I discovered storytelling soon after, when I wandered into a local story swap in 2010. Once again, I was love struck. It took some time to realize that my two passions could come together, and I was extremely fortunate to reconnect with Kazakh anthropologist and culture bearer Alma Kunanbaeva in 2013. With Alma’s blessing, I established the Caravan of Stories, a storytelling program dedicated to the traditional tales of Central Asia, under the auspices of her cultural center, the Silk Road House in Berkeley. Alma has been an incredible mentor to me, sharing her deep personal and scholarly knowledge of Kazakh traditional culture, and I am profoundly indebted to her for opening this world to me and bringing a depth to my understanding of Kazakh folktales that I could never have gained alone.
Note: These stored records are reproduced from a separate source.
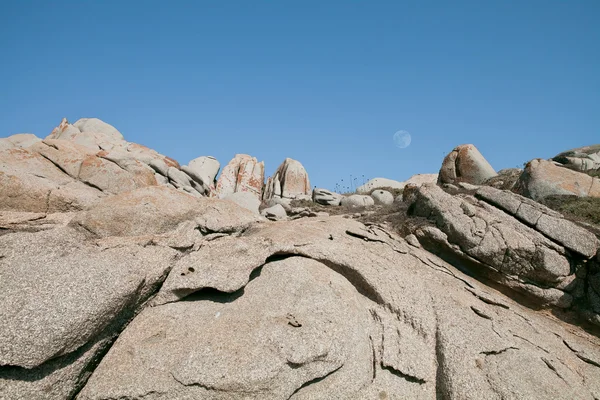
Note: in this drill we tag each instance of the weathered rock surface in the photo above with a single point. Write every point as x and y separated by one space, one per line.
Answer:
275 212
203 170
465 164
20 140
63 301
581 159
326 198
543 178
242 174
520 244
382 197
377 183
359 314
246 200
357 200
159 209
506 179
115 287
289 181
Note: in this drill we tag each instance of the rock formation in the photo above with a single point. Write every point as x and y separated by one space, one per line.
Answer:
511 240
465 164
378 183
543 178
290 181
581 159
242 174
113 286
204 170
382 197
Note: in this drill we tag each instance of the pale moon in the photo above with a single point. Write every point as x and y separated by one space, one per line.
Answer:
402 139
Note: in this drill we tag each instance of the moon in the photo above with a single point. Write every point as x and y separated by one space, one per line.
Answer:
402 139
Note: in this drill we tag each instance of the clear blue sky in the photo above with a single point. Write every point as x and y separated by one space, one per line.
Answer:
324 82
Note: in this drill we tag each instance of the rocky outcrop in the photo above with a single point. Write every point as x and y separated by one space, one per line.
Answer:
121 289
274 213
20 141
326 198
379 183
509 239
246 200
289 181
357 200
242 174
506 179
345 324
465 164
581 159
105 140
204 171
543 178
382 197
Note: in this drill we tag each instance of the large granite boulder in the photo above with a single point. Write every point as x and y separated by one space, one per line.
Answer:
63 302
543 178
377 183
510 239
20 140
358 314
326 197
289 181
203 170
506 179
242 174
581 159
357 200
465 164
157 210
103 139
382 197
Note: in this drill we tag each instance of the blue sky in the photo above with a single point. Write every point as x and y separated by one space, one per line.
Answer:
325 82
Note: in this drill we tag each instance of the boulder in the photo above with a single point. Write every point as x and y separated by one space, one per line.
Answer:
203 170
94 125
285 203
506 179
94 137
274 213
581 159
31 182
525 256
546 221
20 140
326 198
358 314
382 197
377 183
246 200
242 174
543 178
465 164
357 200
157 210
289 181
421 179
63 302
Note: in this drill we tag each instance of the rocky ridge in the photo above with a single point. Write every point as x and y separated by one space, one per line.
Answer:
130 288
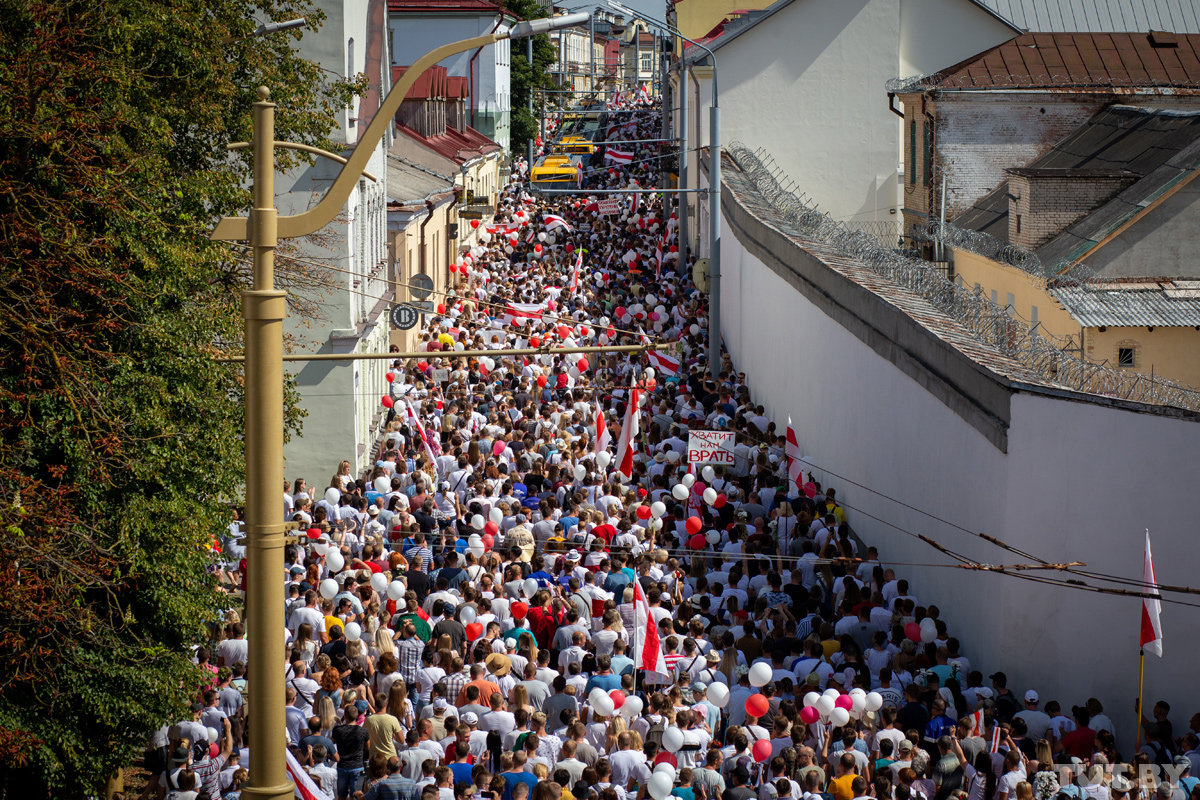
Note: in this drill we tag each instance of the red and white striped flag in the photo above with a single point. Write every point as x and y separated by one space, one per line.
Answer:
649 655
305 787
792 451
665 365
553 221
629 428
618 156
604 435
1151 638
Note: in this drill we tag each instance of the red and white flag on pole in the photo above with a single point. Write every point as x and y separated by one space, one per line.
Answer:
629 428
618 156
649 656
665 365
305 787
792 450
604 437
1151 639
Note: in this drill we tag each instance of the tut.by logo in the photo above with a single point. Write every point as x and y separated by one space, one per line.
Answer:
1146 774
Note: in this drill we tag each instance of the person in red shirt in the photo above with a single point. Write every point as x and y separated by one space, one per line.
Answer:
1079 743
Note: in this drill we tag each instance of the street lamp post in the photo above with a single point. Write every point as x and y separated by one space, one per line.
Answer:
263 310
714 182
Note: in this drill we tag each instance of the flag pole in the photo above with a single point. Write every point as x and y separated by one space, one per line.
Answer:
1141 673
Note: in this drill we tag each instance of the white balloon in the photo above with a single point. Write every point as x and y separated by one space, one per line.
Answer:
673 739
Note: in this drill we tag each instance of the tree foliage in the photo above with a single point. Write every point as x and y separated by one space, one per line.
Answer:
526 79
120 438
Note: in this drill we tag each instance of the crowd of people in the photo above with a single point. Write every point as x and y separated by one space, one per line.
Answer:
528 597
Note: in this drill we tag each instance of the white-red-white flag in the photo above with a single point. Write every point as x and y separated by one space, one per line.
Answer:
649 655
629 428
604 435
665 365
1151 638
305 787
792 451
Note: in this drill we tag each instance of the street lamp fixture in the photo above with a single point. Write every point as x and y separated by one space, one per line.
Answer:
263 310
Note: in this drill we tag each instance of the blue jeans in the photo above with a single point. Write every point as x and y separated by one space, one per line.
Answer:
348 781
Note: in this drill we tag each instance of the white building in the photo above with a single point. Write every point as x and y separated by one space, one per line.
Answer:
417 26
347 259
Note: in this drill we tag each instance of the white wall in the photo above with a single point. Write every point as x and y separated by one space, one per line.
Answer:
1079 482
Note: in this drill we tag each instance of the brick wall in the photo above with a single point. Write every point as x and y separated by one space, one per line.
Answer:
1041 206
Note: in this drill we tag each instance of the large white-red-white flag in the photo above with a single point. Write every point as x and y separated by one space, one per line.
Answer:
627 445
1151 638
649 655
792 451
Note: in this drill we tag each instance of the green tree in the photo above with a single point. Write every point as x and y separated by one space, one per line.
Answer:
526 79
120 438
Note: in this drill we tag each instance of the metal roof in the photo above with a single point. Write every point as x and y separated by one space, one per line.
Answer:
1132 305
1098 16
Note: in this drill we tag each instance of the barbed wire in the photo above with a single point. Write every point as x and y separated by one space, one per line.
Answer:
937 80
1047 356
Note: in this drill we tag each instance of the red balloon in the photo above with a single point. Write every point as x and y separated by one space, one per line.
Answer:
757 705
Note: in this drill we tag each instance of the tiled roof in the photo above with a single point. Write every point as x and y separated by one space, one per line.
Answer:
1098 16
444 6
1171 304
1074 60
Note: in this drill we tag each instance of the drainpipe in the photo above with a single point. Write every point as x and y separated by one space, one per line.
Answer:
471 71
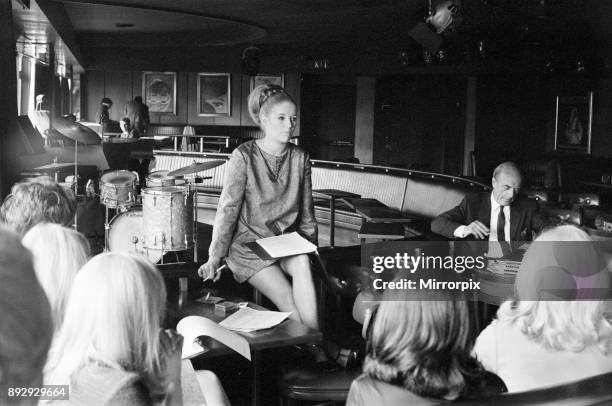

This perspective infuses my performances, and I have also been working with Georgian scholars and culture bearers to understand Georgian tales on a similar level.
Although I am not a bearer of a Central Asian culture, I am a passionate advocate for the importance of seeing traditional stories as expressions of local culture. I believe stories come to life most when we are attentive to the cultural world from which they come, and leave a space for dialogue between traditional values and our own point of view. I strive to tell stories authentically, which means holding awareness of who I am as a person and as a performer, and being as attuned as possible to the cultural world from which the stories came.
The Caravan of Stories has also brought together the local community of traditional storytellers, and I am constantly grateful for and humbled by the generosity with which both local and national tellers have supported us. Who would have thought a series dedicated to the tales of such a distant and overlooked region would last this long or achieve such success: Over the last two years, our stories-and-music concerts have typically drawn a hundred people, a far cry from the four who came to our first evening concert (and that includes my own two children!).
Music and stories flow together beautifully, and music inspires me to seek the transcendental aspects of the stories I tell. WomenSing's songs of “Tales from the Caravan” shed beautiful light on the migrant experience, moving from longing to joy to love, emotions that we all experience and bringing them into sharp relief. Listening to them, I hear echoes of Rumi’s words, “We have fallen into the place, where everything is music.”